Ada beberapa poin utama yang disampaikan oleh Ketua Persatuan Dokter Hewan Indonesia (PDHI) Cabang Jawa Timur (Jatim) 2 drh Deddy Fachruddin Kurniawan, MVet, Kamis (10/9), kepada wartawan, bahwa dalam insiden itu satu dokter hewan yakni drh Alfonsius Albinus Mehan gugur akibat penembakan oleh Orang Tidak Dikenal (OTK) di Kampung Muliama, Distrik Muliama, Kabupaten Jayawijaya, Provinsi Papua Pegunungan. Penembakan terjadi saat ia ikut menjalankan tugas sebagai Aparatur Sipil Negara (ASN) untuk mendistribusikan bantuan ternak.
Sehingga, dia menegaskan, dokter hewan tersebut layak mendapatkan gelar pahlawan veteriner. Ia dinilai sebagai pahlawan veteriner, karena gugur di garis depan dalam menjalankan pelayanan masyarakat di tengah risiko keamanan yang tinggi.
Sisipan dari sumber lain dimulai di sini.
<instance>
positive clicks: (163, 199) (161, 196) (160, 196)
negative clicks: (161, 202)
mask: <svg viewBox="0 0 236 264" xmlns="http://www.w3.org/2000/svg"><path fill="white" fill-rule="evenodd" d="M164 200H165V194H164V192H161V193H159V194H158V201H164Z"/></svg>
“Untuk itu, PDHI mendorong agar peristiwa ini diperingati sebagai hari berkabung nasional minimal di lingkungan profesi dokter hewan se-Indonesia, serta mendesak adanya sistem perlindungan hukum dan keamanan yang lebih terjamin bagi para petugas kesehatan hewan di daerah berisiko tinggi,” papar Deddy.
Dia menjelaskan, dari 8 orang rombongan Pegawai Dinas Pertanian Kabupaten Jayawijaya, 5 orang telah terkonfirmasi selamat dan mengamankan diri di Puskesmas Muliama. Sedangkan berdasarkan informasi yang beredar pada Rabu (9/9) sore, pukul 15.47 WIT, bertempat di kampung Muliama Distrik Muliama telah terjadi penembakan terhadap 3 orang masyarakat oleh Orang Tidak Dikenal (OTK). Salah satunya yang gugur adalah drh Alfonsius Albinus Mehan.
“Kami menyampaikan duka cita yang sangat mendalaman dan keprihatinan atas insiden penembakan orang yang berprofesi sebagai dokter hewan gugur akibat korban penembakan di Kampung Muliama, Distrik Muliama, Kabupaten Jayawijaya,” pungkasnya.(*).